Harman stepped just inside and paused as Ada whispered the door closed again. Harman was wearing only blue silk sleep garb. She waited for him to embrace her, to lift her in his arms and carry her to the soft bed against the clear, curved wall. What would it be like, she wondered, to make love as if one were floating above these clouds, these mountains?

“I needed to talk to you,” Harman said softly.

Ada nodded.

“I think it’s important that Odysseus be in the right place the next few weeks,” he said. “And I don’t think that Hannah’s mother’s cubbie is the right place.”

Feeling foolish, Ada folded her arms across her breasts. She imagined that she could feel the cold night air of the high mountains through the glass under her feet. “You don’t know what Odysseus wants to do or why,” she whispered.

“No, but if he’s really Odysseus, it may be
very
important. And Savi’s right . . . Ardis Hall is the perfect place for him to meet people.”

Ada felt anger coil in her. Who was this man to tell her what to do? “If you think it’s so important that he be hosted somewhere,” she said, “why don’t you invite him to
your
home as
your
guest?”

“I don’t have a home,” said Harman.

Ada blinked at this, trying to understand. She couldn’t.
Everyone
had a home.

“I’ve been traveling for many years,” said Harman. “I own only what I carry, except for the books I’ve collected, which I store in an empty cubby in Paris Crater.”

Ada opened her mouth to speak but could think of nothing to stay. Harman took a step closer, so close that Ada could smell the male and soap scent of him. He had also showered before coming to her room.
Will we make love after this conversation?
thought Ada, feeling her anger slip away as quickly as it came.

“I need to go to the Mediterranean Basin with Savi,” said Harman. “I’ve been hunting for a way to get to the e- and p-rings for more than sixty years, Ada. To be so close . . . well, I have to go.”

Ada felt the anger flare again. “But I want to
go with you.
I want to see this Basin . . . find a spaceship, go to the rings. It’s why I’ve helped you the last few weeks.”

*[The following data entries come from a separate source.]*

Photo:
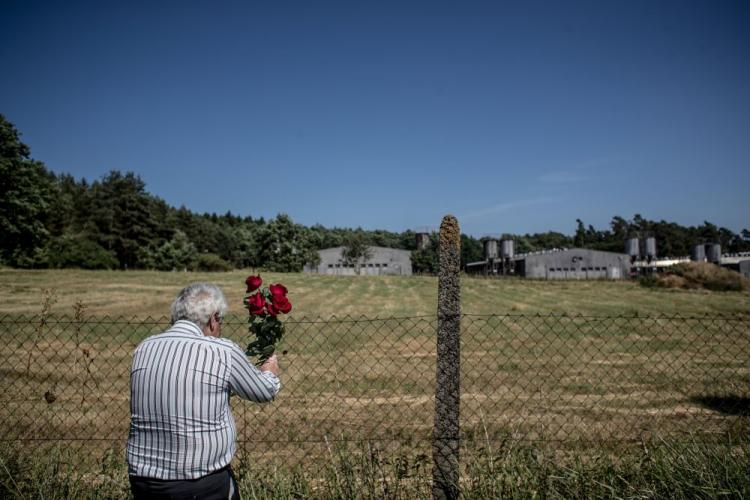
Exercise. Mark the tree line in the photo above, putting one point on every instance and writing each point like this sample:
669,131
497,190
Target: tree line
53,220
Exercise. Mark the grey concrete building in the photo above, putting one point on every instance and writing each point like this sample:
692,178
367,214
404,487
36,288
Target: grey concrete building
572,263
741,266
384,261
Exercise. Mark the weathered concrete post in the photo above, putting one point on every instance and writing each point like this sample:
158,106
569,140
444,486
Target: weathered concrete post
445,445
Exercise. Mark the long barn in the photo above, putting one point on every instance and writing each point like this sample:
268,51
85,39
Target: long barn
382,261
571,263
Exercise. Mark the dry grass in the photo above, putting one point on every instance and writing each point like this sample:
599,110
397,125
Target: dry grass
524,377
149,293
697,275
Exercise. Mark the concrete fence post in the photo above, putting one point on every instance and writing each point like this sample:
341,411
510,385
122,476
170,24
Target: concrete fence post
445,444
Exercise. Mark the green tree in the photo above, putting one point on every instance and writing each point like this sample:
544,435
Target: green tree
356,251
175,254
284,246
124,217
26,191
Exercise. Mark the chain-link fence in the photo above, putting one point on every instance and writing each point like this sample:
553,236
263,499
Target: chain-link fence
557,379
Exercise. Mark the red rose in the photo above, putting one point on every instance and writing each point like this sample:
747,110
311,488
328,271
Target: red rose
282,304
272,309
253,283
256,303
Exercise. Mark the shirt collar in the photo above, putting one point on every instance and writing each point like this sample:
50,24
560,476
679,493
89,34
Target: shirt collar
189,327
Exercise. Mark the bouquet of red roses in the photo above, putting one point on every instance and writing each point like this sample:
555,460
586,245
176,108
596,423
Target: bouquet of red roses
265,305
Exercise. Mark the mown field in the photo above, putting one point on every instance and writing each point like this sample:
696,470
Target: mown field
598,367
149,293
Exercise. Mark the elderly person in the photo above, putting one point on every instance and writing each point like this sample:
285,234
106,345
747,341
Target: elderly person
182,433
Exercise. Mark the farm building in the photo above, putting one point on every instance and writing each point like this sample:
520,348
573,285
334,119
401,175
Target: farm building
383,260
572,263
741,266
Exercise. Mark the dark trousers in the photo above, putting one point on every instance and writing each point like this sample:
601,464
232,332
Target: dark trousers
219,485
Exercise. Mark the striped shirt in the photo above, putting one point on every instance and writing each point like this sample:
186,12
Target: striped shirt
181,426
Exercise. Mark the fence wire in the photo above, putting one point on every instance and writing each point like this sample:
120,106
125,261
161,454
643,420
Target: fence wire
552,378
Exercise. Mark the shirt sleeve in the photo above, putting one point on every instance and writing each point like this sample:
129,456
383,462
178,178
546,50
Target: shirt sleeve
248,382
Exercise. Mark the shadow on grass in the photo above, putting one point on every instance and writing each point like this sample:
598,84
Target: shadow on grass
729,405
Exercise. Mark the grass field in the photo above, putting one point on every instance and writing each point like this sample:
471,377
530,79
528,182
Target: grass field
149,293
555,364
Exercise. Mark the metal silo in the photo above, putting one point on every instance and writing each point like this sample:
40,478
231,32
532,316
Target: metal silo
632,248
423,241
490,249
713,253
698,253
507,249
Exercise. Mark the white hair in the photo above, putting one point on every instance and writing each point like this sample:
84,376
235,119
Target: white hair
197,302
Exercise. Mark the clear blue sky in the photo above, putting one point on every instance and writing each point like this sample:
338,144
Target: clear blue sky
513,116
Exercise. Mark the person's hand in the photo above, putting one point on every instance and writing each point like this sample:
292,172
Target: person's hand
271,365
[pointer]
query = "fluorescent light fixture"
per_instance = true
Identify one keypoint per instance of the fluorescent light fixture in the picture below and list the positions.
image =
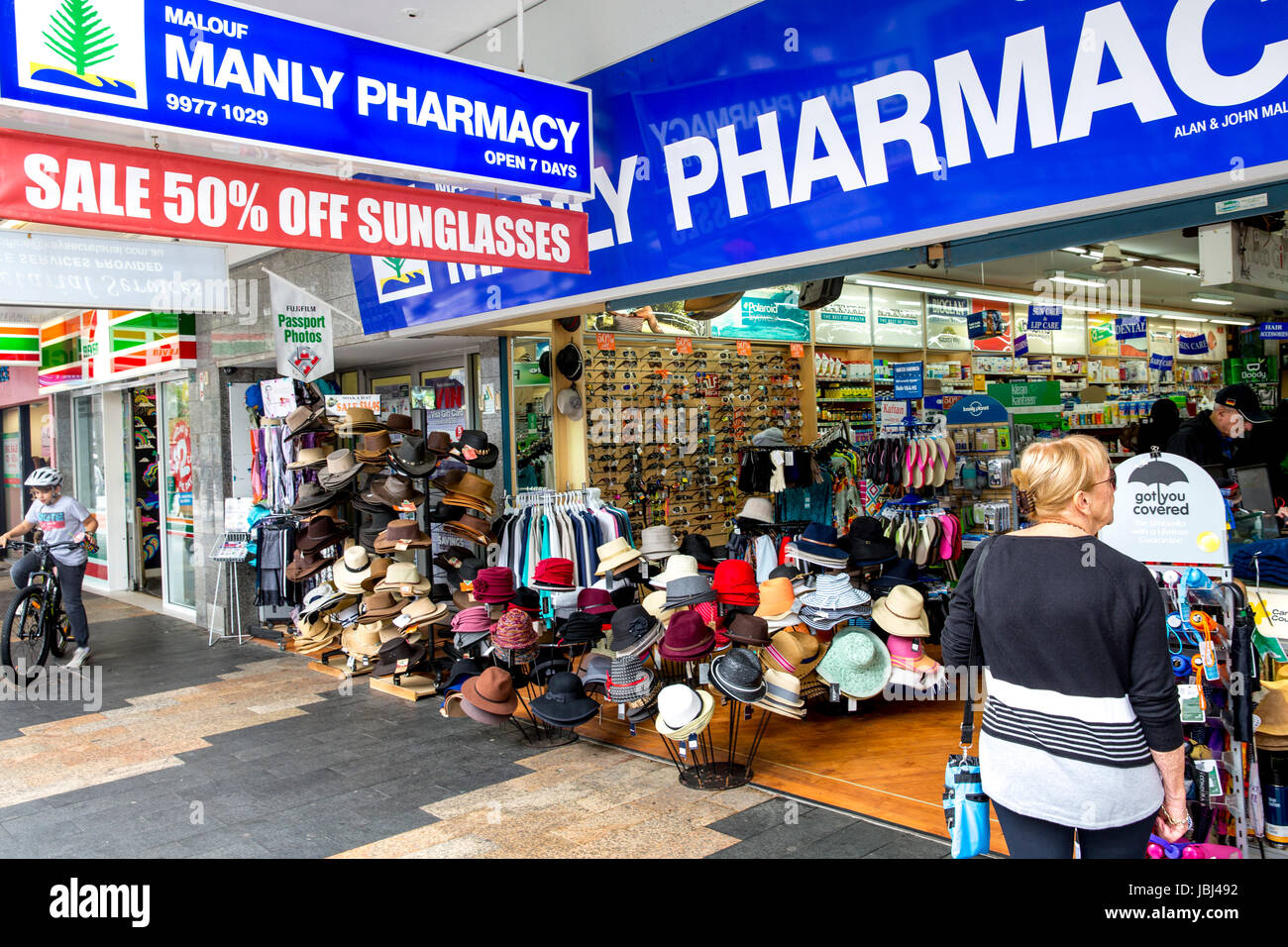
(1076, 281)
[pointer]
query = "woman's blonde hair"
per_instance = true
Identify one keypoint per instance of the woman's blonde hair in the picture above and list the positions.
(1052, 472)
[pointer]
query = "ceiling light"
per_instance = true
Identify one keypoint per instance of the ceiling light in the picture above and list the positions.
(1076, 281)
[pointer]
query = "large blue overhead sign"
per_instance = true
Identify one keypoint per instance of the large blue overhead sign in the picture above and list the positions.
(218, 69)
(793, 134)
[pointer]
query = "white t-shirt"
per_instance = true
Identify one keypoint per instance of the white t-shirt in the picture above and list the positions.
(60, 521)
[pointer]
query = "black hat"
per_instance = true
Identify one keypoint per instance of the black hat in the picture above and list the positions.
(699, 548)
(580, 628)
(902, 573)
(485, 453)
(634, 630)
(565, 703)
(398, 656)
(412, 458)
(1243, 399)
(527, 599)
(737, 674)
(568, 361)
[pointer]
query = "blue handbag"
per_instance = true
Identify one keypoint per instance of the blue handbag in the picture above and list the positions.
(965, 802)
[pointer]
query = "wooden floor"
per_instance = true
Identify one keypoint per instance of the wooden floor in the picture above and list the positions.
(885, 761)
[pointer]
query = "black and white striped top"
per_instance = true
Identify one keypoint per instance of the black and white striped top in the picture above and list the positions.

“I know,” whispered Harman. He touched her arm. “And I want you to go with me. But this thing with Odysseus may be important.”

“I know, but . . .”

“And Hannah just doesn’t know that many people. Or have the space to host visitors.”

“I know, but . . .”

“And Ardis Hall
would
be perfect,” whispered Harman. He released his soft hold on Ada’s arm but still held her in the grip of his gaze. Ada was aware of the stars beyond the clear, curved ceiling above them.

“I know Ardis Hall would be perfect,” said Ada. She felt sad and torn between imperatives and people. “But we don’t even know what this Odysseus wants . . . or who he really is.”

“True,” whispered Harman. “But the best way to find out would be for you to host him while I hunt for a spaceship in the Mediterranean Basin. I promise you that if I find one that can get us to the rings, I’ll come get you before I go there.”

Ada hesitated before speaking again. Her face was raised slightly toward Harman’s, and she had the feeling that if they did not speak, he would kiss her.

Suddenly lightning flashed and thunder from the receding storm shook the green-glass structure. “All right,” Ada whispered. “I’ll host Odysseus and have Hannah as my helper at Ardis Hall for three weeks. But
only
if you promise to take me to the rings if you find a way to get there.”